Here is my completely biased analysis, starting with the most successful and working my way down:
Mizzou - Until about three weeks ago, this was not a college, but, the name of a spicy soup. Then, their football team landed them on the front page of the NYT for something few sports teams ever do: risking their scholarships for a cause. The initial gale wind of the commentariat was against them until the day after their president and chancellor stepped down, two white students were arrested for making violent threats over the internet, thus proving the old adage that “occasionally, even paranoids have enemies.”
Princeton - Say what you will, these kids single-handedly lifted the lid on one of the best kept secrets in American history: Woodrow Wilson wasn’t merely a casual racist, he was an intentional segregationist who used all the powers of his office to overturn the results of civil service exams in order to keep blacks in their place. To paraphrase the Editorial Board of the New York Times: “Who knew?”

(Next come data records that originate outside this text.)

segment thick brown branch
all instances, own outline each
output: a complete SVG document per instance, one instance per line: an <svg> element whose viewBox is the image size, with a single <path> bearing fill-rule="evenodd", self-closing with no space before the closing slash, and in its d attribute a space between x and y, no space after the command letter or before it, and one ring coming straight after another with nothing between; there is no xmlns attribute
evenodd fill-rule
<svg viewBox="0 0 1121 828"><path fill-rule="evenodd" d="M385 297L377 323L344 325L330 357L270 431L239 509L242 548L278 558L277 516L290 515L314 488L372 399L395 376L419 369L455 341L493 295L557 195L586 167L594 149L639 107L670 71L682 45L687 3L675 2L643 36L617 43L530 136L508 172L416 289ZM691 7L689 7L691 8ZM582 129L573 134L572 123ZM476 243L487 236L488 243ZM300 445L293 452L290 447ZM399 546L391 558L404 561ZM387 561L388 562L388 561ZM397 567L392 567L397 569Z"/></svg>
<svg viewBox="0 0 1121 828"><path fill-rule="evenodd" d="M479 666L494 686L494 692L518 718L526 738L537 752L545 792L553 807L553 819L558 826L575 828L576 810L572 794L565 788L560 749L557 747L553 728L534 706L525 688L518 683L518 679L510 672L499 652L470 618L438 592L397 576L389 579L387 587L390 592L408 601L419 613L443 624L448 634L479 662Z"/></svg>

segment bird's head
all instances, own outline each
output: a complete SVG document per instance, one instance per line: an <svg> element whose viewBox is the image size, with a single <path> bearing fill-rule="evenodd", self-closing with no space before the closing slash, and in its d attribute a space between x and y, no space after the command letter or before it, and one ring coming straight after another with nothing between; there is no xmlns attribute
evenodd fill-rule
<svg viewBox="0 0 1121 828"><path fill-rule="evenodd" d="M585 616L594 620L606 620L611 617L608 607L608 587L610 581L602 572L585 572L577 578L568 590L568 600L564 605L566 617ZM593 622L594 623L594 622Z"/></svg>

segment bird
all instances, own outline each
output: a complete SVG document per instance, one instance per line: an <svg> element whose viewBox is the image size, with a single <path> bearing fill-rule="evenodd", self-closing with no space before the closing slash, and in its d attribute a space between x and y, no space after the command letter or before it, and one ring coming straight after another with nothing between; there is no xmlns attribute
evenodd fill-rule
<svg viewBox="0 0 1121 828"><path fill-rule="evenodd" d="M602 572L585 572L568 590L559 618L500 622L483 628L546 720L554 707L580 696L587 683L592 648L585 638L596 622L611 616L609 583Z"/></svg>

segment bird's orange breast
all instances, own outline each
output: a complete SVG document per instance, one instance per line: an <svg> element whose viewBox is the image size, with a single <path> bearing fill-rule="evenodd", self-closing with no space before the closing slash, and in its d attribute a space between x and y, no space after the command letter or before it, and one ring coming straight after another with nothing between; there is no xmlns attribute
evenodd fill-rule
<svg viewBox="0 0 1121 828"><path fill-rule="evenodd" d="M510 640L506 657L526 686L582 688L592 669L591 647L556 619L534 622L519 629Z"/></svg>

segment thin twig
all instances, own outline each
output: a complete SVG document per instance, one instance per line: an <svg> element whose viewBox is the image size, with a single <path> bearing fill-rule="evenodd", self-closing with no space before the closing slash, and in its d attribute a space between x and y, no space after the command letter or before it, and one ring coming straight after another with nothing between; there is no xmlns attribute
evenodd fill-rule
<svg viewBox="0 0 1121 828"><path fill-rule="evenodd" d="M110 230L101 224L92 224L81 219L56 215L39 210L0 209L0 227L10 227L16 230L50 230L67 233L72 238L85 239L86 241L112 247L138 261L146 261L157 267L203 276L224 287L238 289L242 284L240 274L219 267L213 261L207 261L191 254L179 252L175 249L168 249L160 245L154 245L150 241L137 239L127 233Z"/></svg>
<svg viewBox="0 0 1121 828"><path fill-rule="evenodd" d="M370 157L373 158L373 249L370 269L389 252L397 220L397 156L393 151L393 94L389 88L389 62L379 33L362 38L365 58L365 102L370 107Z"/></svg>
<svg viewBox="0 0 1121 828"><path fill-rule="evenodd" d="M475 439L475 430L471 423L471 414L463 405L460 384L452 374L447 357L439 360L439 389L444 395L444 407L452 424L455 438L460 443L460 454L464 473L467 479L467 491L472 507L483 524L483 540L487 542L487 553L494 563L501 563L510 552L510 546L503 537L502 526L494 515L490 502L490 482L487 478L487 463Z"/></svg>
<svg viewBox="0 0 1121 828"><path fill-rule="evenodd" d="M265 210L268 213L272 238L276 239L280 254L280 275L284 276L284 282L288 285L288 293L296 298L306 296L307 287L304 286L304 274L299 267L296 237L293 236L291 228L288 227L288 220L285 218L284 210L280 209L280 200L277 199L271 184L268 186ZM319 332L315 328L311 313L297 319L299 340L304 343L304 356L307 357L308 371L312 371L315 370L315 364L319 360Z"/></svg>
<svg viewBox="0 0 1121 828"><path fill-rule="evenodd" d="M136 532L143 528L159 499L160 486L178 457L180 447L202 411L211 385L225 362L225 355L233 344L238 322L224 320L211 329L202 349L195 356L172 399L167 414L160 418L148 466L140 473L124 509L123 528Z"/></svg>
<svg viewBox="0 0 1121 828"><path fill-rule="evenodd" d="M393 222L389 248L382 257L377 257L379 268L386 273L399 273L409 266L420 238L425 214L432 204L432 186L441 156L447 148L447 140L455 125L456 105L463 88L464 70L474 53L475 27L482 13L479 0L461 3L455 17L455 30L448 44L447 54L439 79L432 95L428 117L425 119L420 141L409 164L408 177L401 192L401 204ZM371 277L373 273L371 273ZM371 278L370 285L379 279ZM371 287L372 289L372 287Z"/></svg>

Amherst - After seeing Princeton take on Woodrow Wilson, it was heartening to see Amherst answer back with a resounding kick in the pants to a genocidal mascot that should have been retired years ago.
Wesleyan - What initially began as a protest against a badly written student op-ed about Black Lives Matter (which apparently could not be answered by an equally badly written op-ed, supporting BLM), gradually devolved into a tussle over the student newspaper budget. In fact, we would probably still be debating whether censorship is really censorship if nothing has actually been censored - if Mizzou hadn’t blown it off the commentariat radar.
Claremont McKenna College - A dean resigned after a letter surfaced wherein she referred to certain students as “not fitting the mold .” I guess the question here is, “Do you really want to fit the mold?”
Ithaca College - A prominent alumnus carelessly referred to a student panelist as a “savage”. Query: how do you make an alumnus resign? Oh, you ask the college president to step down instead.
Williams College - Though this was not technically about race, the rescinding of an invitation to a controversial anti-feminist speaker was enough to get Williams thrown in with the whole “We’re Coddling Our Children With Anti-Free Speech Trigger Warnings” target zone.
Yale - This was about Halloween costumes.